The concept of personal space

I have never studied this formally, either from the perspective of a sociologist or historian, but I often find myself thinking about how quickly we (generic Americans and Europeans) have come to believe that our concept of “personal space” and housing are absolute, when in fact the way we live has changed in the past, say, 100 years.

I first really started to think about this in the context of historical reenacment, specifically creating historic costuming. It is very easy to say that all working women must have worn front-lacing dresses (16th c.) because it’s hard to lace yourself into something that’s on your back! Besides the fact that spiral lacing makes this much easier, the simple fact is that (most) working women would not have been getting dressed alone. They would have lived all their lives with other people around them – parents, siblings, spouses, children. There would have been someone to help them with the fiddly bits of getting in and out of clothing which laces and pins together.  Realizing that was an Aha! moment for me, but as I continue to research and build historical clothing (when you get it right, it’s clothes, not costumes), I see that a lot of people do not realize how very different the day-to-day life was in the period they are recreating.

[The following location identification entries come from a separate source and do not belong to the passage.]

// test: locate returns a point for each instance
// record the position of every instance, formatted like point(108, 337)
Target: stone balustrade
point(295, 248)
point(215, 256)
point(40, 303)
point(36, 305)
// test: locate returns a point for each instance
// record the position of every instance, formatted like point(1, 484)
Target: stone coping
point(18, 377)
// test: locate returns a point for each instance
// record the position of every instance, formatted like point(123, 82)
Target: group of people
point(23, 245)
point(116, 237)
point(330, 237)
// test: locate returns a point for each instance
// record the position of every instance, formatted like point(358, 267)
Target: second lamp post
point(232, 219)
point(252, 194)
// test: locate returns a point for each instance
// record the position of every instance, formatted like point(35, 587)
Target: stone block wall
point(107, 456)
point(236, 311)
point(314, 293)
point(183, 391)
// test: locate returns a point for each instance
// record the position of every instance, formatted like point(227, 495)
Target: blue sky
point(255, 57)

The lack of private residence in history was also prominent in my mind this time last year, when I had just started my job and was looking for housing. I have never in my life lived all on my own. I lived with my parents, my sister, with people in a dorm, or with housemates; last year I thought that this was somehow a failing on my part. Moving out on your own is a sort of rite of passage for middle-class American kids, proof that we have achieved some form of adulthood. And yet, I realized, that’s a fairly new concept. Not moving out of your parent’s house, but the idea that it has to be somewhere that you are the only person eating, sleeping, and paying rent.

These thoughts are still bulding in my mind. I still make front-lacing dresses (there are some pictoral examples), and I think it might be nice to have a place which is just mine (but in a rowhouse or apartment building). Somehow, however, in this world where people increasingly text faraway friends instead of talking to the friends nearby, where people seem to be getting more connected and more isolated, I think it is helpful to remind them (us) that we used to live a lot closer together. If nothing else, it might explain why we sometimes get lonely in our shiny one-person apartments.

Quote on History

“Human nature is the same in every age if we make allowance for the difference of customs & Education, so that we learn to know ourselves by studying the opinions and passions of others”
-William Bradford (paraphrasing Hume) in a letter to James Madison, October [1772], original in the collection of the Historical Society of Pennsylvania.

Transcription from William T. Hutchinson & William M. E. Rachal, eds. Papers of James Madison, vol 1 (Chicago: University of Chicago Press , 1962), 73.